Example(s) of monoidal symmetric closed category with NNO without infinite coproducts?

Question

The question is in the title, here is my motivation:

$\require{AMScd}$Let $(\mathcal C,\otimes,I)$ be a monoidal symmetric closed category. Then, the tensor product commutes with colimits, and if $\mathcal C$ has infinite coproducts, the object $N:=\displaystyle\coprod_{n\in\mathbb N}I$ has the following properties :

• it is a natural numbers object (NNO) in the sense of Lawvere, ie it has natural morphisms $0:I\to N$ and $S:N \to N$ such that any given $I\to X\to X$ uniquely defines a morphism $f:N\to X$ such that the following diagram commutes

$$\begin{CD} I @>0>> N @>S>> N\\ @| @VfVV @VfVV\\ I @>>> X @>>> X \end{CD}$$

• it is also the free monoid on $I$, ie the initial object in the category of monoids under $I$

If such a coproduct does not exist, a natural numbers object (if it exists) is the free monoid on $I$, but the converse is not necessarily true (or at least, I haven't been able to prove it). To better understand what might happen, It would help to see a workable example of such a category.

Of course for such an example to be interesting, I would like to have a category where an NNO or the free monoid exists.

Answer 1

The effective topos is an example of a (locally!) cartesian closed category with NNO where infinite coproducts do not exist. Indeed, the main feature of the NNO $N$ in the effective topos is that the endomorphisms of $N$ are precisely the computable functions.
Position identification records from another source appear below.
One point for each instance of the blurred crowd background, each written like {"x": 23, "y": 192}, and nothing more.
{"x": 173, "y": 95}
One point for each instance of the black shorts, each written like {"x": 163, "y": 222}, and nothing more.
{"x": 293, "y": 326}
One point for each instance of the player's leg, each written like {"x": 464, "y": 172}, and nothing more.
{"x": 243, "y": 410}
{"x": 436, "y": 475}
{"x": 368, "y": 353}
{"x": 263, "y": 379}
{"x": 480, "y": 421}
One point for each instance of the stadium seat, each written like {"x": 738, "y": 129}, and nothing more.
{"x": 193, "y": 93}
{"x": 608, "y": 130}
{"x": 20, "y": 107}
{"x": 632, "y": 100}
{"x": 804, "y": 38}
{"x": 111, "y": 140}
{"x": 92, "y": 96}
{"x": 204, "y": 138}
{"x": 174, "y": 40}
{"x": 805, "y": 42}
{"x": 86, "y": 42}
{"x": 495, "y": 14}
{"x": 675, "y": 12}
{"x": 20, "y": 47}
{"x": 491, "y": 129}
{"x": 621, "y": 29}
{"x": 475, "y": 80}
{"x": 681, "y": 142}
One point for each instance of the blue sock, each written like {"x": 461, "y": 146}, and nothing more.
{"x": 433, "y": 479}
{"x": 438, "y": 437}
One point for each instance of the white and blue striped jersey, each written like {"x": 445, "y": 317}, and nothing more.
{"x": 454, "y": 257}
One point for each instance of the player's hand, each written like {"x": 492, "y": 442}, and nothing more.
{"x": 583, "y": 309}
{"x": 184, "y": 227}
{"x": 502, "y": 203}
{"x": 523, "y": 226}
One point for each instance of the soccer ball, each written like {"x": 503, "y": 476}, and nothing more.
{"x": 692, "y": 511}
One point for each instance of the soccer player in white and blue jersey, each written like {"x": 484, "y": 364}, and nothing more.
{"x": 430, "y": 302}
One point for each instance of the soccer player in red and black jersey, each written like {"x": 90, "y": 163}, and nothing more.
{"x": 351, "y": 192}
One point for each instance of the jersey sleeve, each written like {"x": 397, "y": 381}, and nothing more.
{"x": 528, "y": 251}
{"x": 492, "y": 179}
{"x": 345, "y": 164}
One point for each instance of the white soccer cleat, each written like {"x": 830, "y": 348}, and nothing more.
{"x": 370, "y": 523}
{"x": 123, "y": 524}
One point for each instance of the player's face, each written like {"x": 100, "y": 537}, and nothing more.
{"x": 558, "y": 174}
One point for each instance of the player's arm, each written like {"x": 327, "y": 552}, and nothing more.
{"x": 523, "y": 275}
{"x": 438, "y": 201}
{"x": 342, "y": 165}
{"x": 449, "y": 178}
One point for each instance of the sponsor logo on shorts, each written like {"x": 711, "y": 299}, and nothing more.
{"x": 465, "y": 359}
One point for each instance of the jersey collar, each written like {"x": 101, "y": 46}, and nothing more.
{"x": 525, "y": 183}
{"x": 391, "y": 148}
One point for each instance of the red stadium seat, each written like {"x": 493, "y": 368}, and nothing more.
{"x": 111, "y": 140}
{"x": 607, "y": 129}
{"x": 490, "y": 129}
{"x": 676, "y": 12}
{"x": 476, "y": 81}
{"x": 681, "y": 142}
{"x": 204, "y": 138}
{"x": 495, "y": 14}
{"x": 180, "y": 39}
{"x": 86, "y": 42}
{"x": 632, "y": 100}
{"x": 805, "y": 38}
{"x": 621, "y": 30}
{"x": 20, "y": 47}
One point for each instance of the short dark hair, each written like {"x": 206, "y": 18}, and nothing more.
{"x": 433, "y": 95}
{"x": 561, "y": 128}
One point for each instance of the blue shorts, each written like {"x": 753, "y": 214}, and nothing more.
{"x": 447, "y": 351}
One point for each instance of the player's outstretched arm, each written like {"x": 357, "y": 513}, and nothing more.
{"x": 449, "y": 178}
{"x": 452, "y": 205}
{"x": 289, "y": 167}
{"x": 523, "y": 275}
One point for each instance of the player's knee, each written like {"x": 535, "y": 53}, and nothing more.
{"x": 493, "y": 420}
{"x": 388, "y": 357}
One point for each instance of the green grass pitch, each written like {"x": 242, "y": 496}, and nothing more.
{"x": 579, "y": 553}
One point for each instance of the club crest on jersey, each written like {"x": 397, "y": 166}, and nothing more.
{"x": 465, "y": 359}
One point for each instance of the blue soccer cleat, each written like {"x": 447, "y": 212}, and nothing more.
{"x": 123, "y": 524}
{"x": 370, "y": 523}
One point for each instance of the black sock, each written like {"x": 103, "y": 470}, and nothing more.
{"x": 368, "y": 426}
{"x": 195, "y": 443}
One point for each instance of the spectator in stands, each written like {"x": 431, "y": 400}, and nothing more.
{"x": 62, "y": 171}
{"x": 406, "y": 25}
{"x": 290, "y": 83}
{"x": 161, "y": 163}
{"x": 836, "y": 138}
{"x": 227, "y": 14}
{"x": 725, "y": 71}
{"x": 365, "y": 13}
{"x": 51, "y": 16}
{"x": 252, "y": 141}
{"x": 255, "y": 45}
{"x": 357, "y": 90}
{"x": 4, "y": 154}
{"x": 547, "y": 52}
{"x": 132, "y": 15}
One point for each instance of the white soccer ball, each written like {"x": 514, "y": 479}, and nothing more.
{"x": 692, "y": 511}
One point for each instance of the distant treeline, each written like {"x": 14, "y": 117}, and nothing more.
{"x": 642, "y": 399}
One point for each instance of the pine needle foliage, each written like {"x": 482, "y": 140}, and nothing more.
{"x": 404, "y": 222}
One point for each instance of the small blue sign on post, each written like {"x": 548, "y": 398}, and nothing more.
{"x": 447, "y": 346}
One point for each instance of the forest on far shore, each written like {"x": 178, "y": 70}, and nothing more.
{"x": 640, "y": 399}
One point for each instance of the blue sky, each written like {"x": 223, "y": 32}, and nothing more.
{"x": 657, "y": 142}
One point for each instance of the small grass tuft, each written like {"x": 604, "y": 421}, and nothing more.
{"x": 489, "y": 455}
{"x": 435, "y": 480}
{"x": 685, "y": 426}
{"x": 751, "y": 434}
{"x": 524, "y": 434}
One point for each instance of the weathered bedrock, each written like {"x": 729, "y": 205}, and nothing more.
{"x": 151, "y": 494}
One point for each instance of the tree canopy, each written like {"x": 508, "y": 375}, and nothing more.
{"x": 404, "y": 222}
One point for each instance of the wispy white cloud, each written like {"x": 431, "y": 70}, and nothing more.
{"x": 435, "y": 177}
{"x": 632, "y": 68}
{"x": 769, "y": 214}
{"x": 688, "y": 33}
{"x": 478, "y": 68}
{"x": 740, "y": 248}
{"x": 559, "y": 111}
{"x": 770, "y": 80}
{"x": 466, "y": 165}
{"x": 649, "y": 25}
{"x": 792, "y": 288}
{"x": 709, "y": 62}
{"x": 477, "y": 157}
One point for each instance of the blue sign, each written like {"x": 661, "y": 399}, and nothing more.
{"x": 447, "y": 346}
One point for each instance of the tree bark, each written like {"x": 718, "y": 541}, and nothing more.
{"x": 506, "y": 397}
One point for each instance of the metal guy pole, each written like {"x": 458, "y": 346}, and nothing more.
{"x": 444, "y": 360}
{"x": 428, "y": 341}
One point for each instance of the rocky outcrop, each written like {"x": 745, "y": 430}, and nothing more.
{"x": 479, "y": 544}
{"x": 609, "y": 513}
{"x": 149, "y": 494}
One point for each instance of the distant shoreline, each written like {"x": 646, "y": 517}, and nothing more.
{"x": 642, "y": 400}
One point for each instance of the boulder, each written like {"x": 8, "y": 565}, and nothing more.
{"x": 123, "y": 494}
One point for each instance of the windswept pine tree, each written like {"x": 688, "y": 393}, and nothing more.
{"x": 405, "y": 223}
As such, $N$ cannot be (isomorphic to) $\coprod_{n \in \mathbb{N}} 1$: if that were the case, then there would be uncountably many endomorphisms of $N$. (Of course, $\coprod_{n \in \mathbb{N}} 1$ does not even exist in the effective topos; as you say, if it existed, it would have to be the NNO.)

Here is a closely related construction. Suppose we have a countable model $M$ of Zermelo set theory, or even just Mac Lane set theory. (For instance, by Skolem, we may take $M$ to be a countable elementary substructure of $V_{\omega + \omega}$.) Then the category of sets in $M$ is an elementary topos (so locally cartesian closed) with NNO, but its NNO cannot be $\coprod_{n \in \mathbb{N}} 1$, for the same reason.

Answer 2

Another example is a filterquotient topos. E.g. let $\mathcal{U}$ be a nonprincipal ultrafilter on $\mathbb{N}$ and consider the filterquotient of $Set/\mathbb{N}$ by $\mathcal{U}$. This is a world of "nonstandard analysis" which has a NNO (the image of $\mathbb{N}\times\mathbb{N}\to\mathbb{N}$) but not every external infinite sequence of elements is an internal one, so the NNO is not $\coprod_{n\in\mathbb{N}} 1$.